Door: Lodewijk de Mol van Otterloo
Voorzitter één land één samenleving
Naar aanleiding van ons Leer Je Landgenoten Kennen diner in Amsterdam sprak ik gisteren af met Adel in het Stedelijk Museum van Amsterdam om samen de tentoonstelling daar “Ik ben een geboren buitenlander” te bezoeken. Adel, een jurist van 27 jaar, kwam hiervoor een uur met het openbaar vervoer gereisd. Hij woont na zijn vlucht uit Syrië sinds twee jaar in Nederland.
Ook het gezin van mijn mede bestuurslid Al M’Charek en mijn vrouw Esther gingen mee naar deze tentoonstelling die de invloed laat zien van migratie op kunstenaars.
Samen maakten we iets heel bijzonders mee. Al M’Charek zag een foto hangen van een vrouw die ‘bijna eng veel’ op zijn moeder leek. De foto was onderdeel van een reeks, gemaakt in de jaren 70, over vrouwen van gastarbeiders. Aangestoken door het onderwerp begon Al te vertellen over zijn achtergrond, zijn vader die als gastarbeider uit Tunesië naar Nederland kwam, en hun eerste huis in Haarlem. Een mooi gesprek, en helemaal in het thema van de dag. Toen we even later samen nog eens de bijschriften bij de foto bestudeerden, bleek dat de vrouw op de foto niet alleen heel veel leek op zijn moeder, het was zijn moeder! Zijn moeder en zijn (inmiddels overleden) zusje! Deze toevalligheid maakte niet alleen diepe indruk op het gezin van Al, maar op ons alle 6. Wat een ongelooflijke ervaring!

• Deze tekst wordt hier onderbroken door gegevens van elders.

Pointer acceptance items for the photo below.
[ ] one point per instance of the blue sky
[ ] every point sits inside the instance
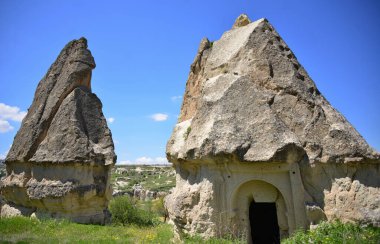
(143, 51)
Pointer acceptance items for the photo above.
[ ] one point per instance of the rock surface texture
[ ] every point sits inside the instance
(252, 115)
(60, 161)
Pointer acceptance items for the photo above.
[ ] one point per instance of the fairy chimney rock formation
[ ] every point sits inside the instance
(254, 128)
(59, 163)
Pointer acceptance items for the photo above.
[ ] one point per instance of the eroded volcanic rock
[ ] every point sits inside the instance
(59, 163)
(251, 115)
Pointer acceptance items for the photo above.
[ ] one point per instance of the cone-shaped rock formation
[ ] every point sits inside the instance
(251, 115)
(60, 160)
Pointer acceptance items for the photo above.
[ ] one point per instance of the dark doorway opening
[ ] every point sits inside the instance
(264, 224)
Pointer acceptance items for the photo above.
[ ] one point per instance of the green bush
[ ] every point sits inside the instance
(125, 211)
(336, 232)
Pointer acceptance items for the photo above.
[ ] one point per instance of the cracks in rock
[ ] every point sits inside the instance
(45, 125)
(91, 65)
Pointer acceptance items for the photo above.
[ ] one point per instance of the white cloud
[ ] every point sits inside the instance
(5, 126)
(159, 117)
(175, 98)
(145, 160)
(11, 113)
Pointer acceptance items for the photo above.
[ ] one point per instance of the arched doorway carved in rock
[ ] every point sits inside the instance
(261, 211)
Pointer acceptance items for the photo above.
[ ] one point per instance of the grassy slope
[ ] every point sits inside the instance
(25, 230)
(153, 182)
(21, 229)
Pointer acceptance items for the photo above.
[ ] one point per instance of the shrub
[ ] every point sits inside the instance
(124, 211)
(337, 232)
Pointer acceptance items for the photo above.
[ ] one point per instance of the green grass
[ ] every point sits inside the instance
(26, 230)
(336, 233)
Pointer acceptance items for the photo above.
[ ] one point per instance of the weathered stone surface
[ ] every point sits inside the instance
(251, 113)
(60, 160)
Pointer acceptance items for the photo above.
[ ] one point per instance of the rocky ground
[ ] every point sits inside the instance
(144, 182)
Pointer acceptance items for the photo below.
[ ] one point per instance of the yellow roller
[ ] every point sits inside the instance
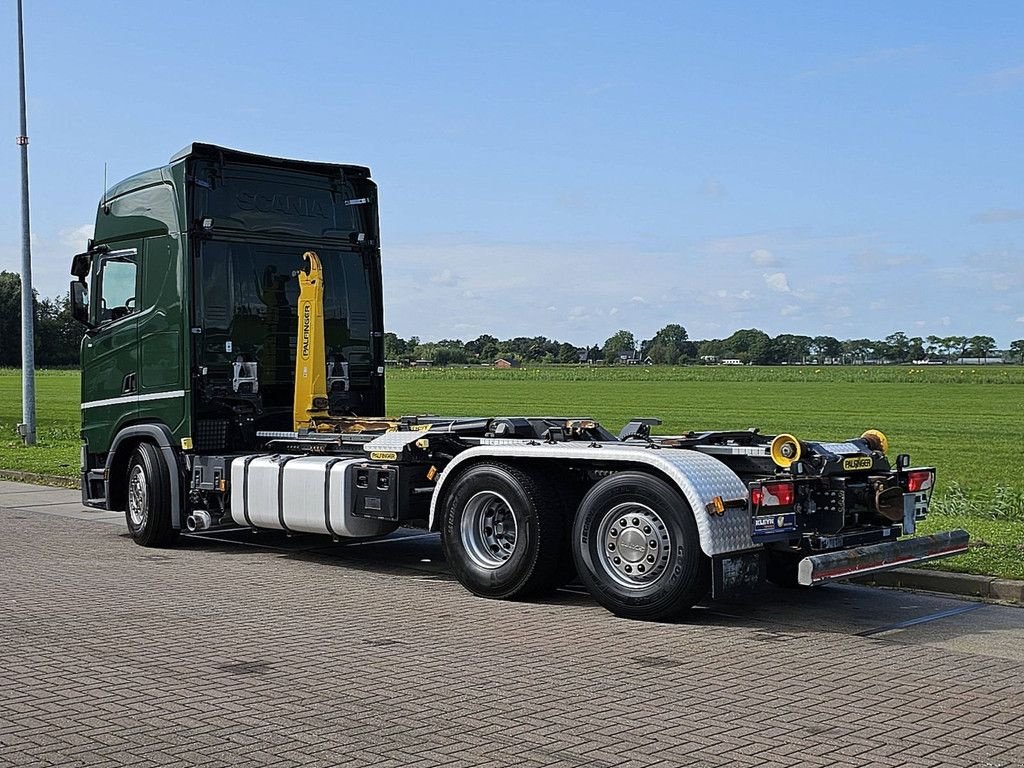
(877, 440)
(785, 450)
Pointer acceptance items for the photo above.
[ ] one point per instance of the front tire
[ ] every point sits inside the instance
(147, 499)
(503, 532)
(637, 548)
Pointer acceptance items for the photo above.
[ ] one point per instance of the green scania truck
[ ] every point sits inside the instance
(197, 358)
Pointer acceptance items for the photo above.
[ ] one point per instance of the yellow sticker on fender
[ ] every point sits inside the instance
(858, 462)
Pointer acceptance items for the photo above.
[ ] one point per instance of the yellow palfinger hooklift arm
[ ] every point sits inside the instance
(310, 356)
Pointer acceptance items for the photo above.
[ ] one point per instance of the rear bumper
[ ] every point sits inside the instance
(870, 559)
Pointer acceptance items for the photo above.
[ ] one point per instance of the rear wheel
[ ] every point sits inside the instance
(503, 531)
(147, 502)
(637, 548)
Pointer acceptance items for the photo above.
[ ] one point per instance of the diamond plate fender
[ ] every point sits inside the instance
(698, 477)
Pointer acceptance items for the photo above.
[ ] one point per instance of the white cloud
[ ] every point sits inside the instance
(777, 282)
(444, 278)
(712, 187)
(999, 215)
(1010, 77)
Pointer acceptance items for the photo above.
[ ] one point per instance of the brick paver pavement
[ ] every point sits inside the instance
(112, 654)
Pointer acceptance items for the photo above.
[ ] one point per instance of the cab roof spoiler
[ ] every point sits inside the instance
(213, 152)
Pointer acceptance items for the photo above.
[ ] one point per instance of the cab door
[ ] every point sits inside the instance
(110, 349)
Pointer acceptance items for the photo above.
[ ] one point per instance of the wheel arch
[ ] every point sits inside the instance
(123, 446)
(696, 476)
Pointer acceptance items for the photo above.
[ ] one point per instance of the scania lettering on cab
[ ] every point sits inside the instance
(232, 375)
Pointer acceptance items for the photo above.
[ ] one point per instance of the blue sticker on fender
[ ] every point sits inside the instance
(774, 523)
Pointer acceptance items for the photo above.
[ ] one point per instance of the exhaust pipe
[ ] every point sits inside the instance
(199, 520)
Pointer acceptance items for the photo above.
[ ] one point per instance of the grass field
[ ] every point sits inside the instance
(969, 422)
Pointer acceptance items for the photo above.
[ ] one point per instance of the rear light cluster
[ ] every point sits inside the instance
(920, 479)
(773, 495)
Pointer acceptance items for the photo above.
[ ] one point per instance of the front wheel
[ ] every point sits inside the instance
(147, 502)
(637, 548)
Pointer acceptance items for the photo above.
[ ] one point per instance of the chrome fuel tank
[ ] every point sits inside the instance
(305, 494)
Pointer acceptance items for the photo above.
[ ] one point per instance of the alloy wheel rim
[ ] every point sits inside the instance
(633, 545)
(137, 497)
(488, 529)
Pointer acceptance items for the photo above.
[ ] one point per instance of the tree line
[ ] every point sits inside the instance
(672, 346)
(58, 339)
(58, 336)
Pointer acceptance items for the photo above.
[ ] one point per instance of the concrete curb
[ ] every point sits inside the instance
(38, 479)
(988, 588)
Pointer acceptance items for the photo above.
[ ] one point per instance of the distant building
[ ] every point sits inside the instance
(980, 360)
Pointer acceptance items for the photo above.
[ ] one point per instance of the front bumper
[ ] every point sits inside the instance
(872, 558)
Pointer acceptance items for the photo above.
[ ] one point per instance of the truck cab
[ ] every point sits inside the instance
(188, 294)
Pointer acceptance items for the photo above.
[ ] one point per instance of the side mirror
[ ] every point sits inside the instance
(80, 302)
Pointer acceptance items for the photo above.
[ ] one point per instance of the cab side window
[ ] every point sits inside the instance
(117, 288)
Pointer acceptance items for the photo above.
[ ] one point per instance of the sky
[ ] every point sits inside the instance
(571, 169)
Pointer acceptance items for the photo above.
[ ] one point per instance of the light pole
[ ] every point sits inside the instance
(28, 426)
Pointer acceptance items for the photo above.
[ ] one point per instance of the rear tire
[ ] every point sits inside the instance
(147, 499)
(503, 531)
(637, 548)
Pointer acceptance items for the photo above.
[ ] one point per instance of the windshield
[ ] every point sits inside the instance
(279, 202)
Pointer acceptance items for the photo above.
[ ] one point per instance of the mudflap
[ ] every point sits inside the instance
(737, 573)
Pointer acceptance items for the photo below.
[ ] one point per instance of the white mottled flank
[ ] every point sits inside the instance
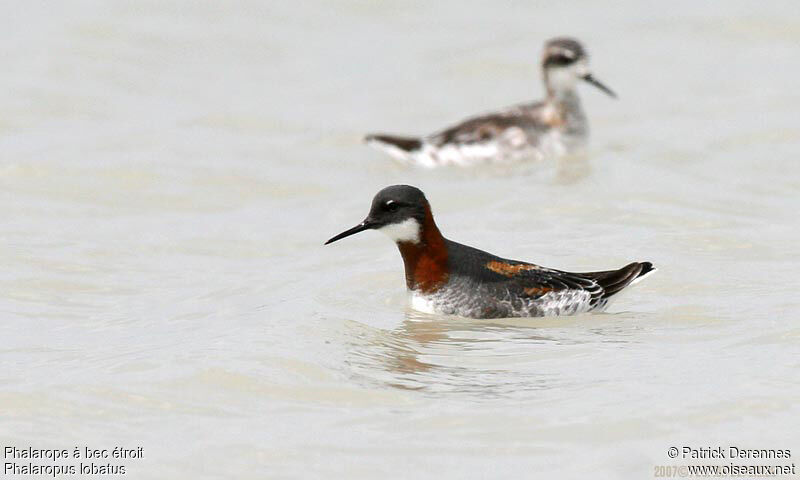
(422, 303)
(405, 231)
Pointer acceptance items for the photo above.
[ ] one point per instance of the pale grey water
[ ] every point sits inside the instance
(170, 170)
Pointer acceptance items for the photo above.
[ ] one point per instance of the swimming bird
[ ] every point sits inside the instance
(552, 127)
(449, 278)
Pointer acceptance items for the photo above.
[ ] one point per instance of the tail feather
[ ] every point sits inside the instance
(614, 281)
(406, 144)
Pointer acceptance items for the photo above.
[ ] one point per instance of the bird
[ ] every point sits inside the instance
(552, 127)
(449, 278)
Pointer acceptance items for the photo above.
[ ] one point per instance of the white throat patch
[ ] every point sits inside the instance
(405, 231)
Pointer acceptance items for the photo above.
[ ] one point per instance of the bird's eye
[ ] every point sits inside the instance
(560, 60)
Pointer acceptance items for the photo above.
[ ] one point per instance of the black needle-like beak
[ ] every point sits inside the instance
(365, 225)
(590, 79)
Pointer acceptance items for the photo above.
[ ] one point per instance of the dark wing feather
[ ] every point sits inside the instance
(489, 127)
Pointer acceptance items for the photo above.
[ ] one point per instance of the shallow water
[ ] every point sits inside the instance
(169, 172)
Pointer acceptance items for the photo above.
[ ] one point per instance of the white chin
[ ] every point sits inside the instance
(405, 231)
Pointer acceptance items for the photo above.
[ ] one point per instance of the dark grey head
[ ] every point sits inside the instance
(564, 62)
(399, 211)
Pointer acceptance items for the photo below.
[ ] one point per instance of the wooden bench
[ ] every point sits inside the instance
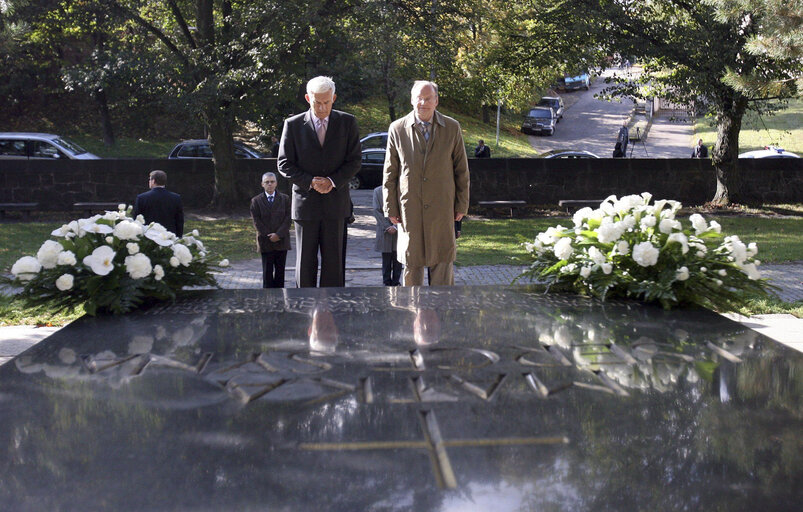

Na koffie, bonbons, en taart hebben Adel en ik nog de tentoonstelling “Stedelijk Base” bekeken: een perfect Instagram achtig overzicht van de permanente collectie. Eén van de hoogtepunten vonden we het droevig schilderij van Charley Toorop van een arbeidsvrouw uit 1943. We concludeerden dat kunst de kracht heeft ieder mens emotioneel te raken en dus universeel te verbinden. En dat gold eigenlijk voor dit uitje in zijn geheel.